For Brussels, all this is a clear confirmation that Warsaw is “not withdrawing from the Reconstruction Fund”, although this is publicly demanded by some prominent PiS politicians. However, neither the financial agreement nor the operational arrangements with Poland represent any progress in achieving the rule of law with the KPO.
On the other hand, the June approval of the KPO by the EU Council (supplemented by a financial agreement) allows Poland to incur legal financial obligations (“programming”) under the KPO. As a result, Warsaw is in a better position than Hungary without an approved KPO, as much as 70 percent. money must be programmed by the end of this year or else it will be lost. Currently, Poland is not threatened with this, although payments for the implementation of programmed reforms and investments will be made only after this implementation is verified by Brussels – by 2026 at the latest.
What about cohesion policy? The European Commission wants guarantees regarding the KPO
The Polish government is now also negotiating with Brussels to approve cohesion policy programs. KPO is part of the total pool of around EUR 130 billion of subsidies for Poland in the EU’s seven-year budget (2021-2027). At the end of June – with a delay, but within the standard framework – agreed with Brussels a “partnership agreement” necessary to spend the largest part of subsidies, i.e. EUR 76.5 billion from the cohesion policy fund, but now the negotiations have gone down to the level of specific programs for Poland .
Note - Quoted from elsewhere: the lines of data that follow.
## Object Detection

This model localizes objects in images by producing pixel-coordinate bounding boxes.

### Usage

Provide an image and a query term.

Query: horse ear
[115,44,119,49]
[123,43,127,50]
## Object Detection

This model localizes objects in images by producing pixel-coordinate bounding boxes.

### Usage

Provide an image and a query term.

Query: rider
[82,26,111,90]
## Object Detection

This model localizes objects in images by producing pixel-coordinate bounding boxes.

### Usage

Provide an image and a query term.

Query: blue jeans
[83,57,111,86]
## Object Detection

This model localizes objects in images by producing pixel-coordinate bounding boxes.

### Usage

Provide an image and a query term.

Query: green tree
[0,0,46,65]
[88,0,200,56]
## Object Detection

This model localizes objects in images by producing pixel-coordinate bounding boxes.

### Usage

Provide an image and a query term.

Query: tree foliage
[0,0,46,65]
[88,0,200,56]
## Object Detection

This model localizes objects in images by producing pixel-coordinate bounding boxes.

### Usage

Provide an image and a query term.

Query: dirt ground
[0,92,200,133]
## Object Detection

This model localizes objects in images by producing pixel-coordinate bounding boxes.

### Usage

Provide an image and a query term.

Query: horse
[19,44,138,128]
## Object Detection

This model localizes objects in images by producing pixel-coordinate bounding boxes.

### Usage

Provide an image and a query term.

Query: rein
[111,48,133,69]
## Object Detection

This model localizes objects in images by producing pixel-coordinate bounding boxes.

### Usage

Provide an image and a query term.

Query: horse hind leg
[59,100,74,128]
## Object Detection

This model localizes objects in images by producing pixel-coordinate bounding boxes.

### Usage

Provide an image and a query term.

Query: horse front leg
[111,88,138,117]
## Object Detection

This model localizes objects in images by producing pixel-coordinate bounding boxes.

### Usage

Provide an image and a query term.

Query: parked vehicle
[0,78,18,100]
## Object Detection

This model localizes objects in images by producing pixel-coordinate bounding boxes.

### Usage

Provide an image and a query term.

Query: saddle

The rules of the current seven-year EU budget for the first time so unambiguously require that all spending from the common coffers of the Union is in line with the EU Charter of Fundamental Rights. That is why the European Commission wants Polish programs under the cohesion policy to include some form of guarantee that EU funds, e.g. in the future, they will not be exposed to financing investments in “LGBT + free zones”.